Are you aware of Benign Prostatic Hyperplasia (BPH) and what it is?
Benign Prostatic Hyperplasia (BPH) is a condition in which the prostate grows larger than it should. There are several treatments available to treat the condition. They never cause trouble to men throughout their lives. Unfortunately, now men have to use the toilet every night, sometimes even twice in a night. It’s likely that these nightly bathroom runs are the first sign of an enlarged prostate for most men.
Dribbling, leaking, and trouble starting a stream of urine are other possible symptoms. As with gray hair, doctors say an enlarged prostate is a natural by-product of aging. The problem is that nightly trips to the restroom become more frequent and in the end becoming a daytime routine.
There are several names for this condition – enlarged prostate, benign prostate hyperplasia, and so on. Men over 50 are most likely to experience prostate enlargement. The American Urological Association (AUA) reports that more than half of men have BPH by the age of 60, and 90% by the age of 85.
The Causes and Symptoms of Enlarged Prostate
The urethra is the passage through which urine flows from the bladder in men. A benign (noncancerous) increase in prostate size that blocks urine flow through the urethra is called BPH. As the prostate cells multiply, they enlarge, placing pressure on the urethra, the tube through which urine and semen leave the body. Urine has to be pushed through the body more forcefully as the urethra narrows.
The bladder muscle becomes stronger, thicker, and more sensitive over time; it starts contracting even when it contains small amounts of urine, causing frequent urination. Eventually, the muscle in the bladder cannot overcome the narrowed urethra, so urine remains in the bladder and cannot be completely discharged.
These are some of the symptoms of an enlarged prostate:
- Struggling to urinate
- Starting to urinate is difficult
- Frequently urinating
- Minutes after urinating, returning to urinate again
- Insufficiency or slowness of urination
- An incomplete bladder emptying feeling
- Urination urgency
- Frequent urination during the night
- An irregular urinary stream
- Urine drips continuously
Infections of the urinary tract can develop if the bladder doesn’t empty completely. In addition to bladder stones, blood in the urine, incontinence, and acute urinary retention (an inability to urinate), other serious problems can develop over time. If you suddenly become unable to urinate, see your doctor right away. It is possible for bladder and/or kidney damage to develop from BPH in rare cases.

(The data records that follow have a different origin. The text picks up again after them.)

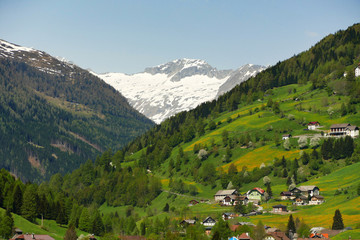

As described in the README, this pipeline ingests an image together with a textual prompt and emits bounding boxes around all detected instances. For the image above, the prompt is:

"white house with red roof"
[246,187,265,202]
[308,121,320,130]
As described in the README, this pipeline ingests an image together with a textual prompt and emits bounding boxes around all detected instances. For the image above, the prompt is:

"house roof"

How do you deal with your enlarged prostate?
Men often put up with an enlarged prostate for months or even years before consulting a physician. Sometimes situations aren’t as obvious as they seem. When men start having urinary issues, it’s hard to figure out what’s causing them.
A doctor should be consulted if anything changes, since bladder cancer, stones, and prostate cancer can occur. After making sure nothing more serious is going on, BPH is often diagnosed as an exclusion diagnosis.

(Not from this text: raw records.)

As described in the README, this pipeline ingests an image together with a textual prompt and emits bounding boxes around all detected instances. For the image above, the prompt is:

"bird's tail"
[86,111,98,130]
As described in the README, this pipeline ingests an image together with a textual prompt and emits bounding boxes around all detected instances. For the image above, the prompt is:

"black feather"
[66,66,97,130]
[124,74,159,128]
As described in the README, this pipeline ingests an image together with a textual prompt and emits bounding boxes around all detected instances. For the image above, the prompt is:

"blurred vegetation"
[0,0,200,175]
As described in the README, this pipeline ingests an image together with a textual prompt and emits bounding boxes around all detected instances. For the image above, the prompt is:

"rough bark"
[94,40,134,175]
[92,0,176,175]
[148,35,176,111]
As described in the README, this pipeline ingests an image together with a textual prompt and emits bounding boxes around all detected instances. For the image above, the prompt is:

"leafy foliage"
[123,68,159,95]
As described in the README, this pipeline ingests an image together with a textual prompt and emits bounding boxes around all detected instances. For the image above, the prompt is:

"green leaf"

Individuals differ greatly in their prostate growth and the problems they encounter as a result. It varies from person to person.
Options for treating BPH
It is not the end of the world if you have BPH. Take action right now without any delay to avoid problems in the future. You may develop a urinary tract infection, acute urinary retention, and kidney and bladder stones if you do not treat BPH. Serious cases can even result in kidney damage.
Medication and surgery are both available as treatment options. Several factors will be considered by you and your physician.
An innovative prostate procedure at RJIR
Dr. Rotimi Johnson, while he was an Interventional Radiologist with St. Louis University Hospital performed one of the first prostate artery embolization and helped to develop an innovative prostate procedure. Despite the fact that Johnson had performed the procedure on other organs at the hospital, but not on a prostate gland, Medicare paid for the procedure. Since then Medicare has added it to one of their paid procedures but it is still not widely available.
Using an instrument inserted into the groin or wrist, tiny beads about “10 times the size of a red blood cell” are inserted into the tiny blood vessels that feed the prostate. The gland shrinks when it loses its blood supply. Embolization of BPH is a new application of beads to block blood flow. Hence, clinical trials are needed for it to be more effective.
As a result of this method, researchers have seen results more quickly than expected. Interventional radiologists are excited to learn about a less complicated route to the embolization option for BPH that may be available in the future. Hopefully, we will be able to offer a less complicated procedure for embolization in a few years.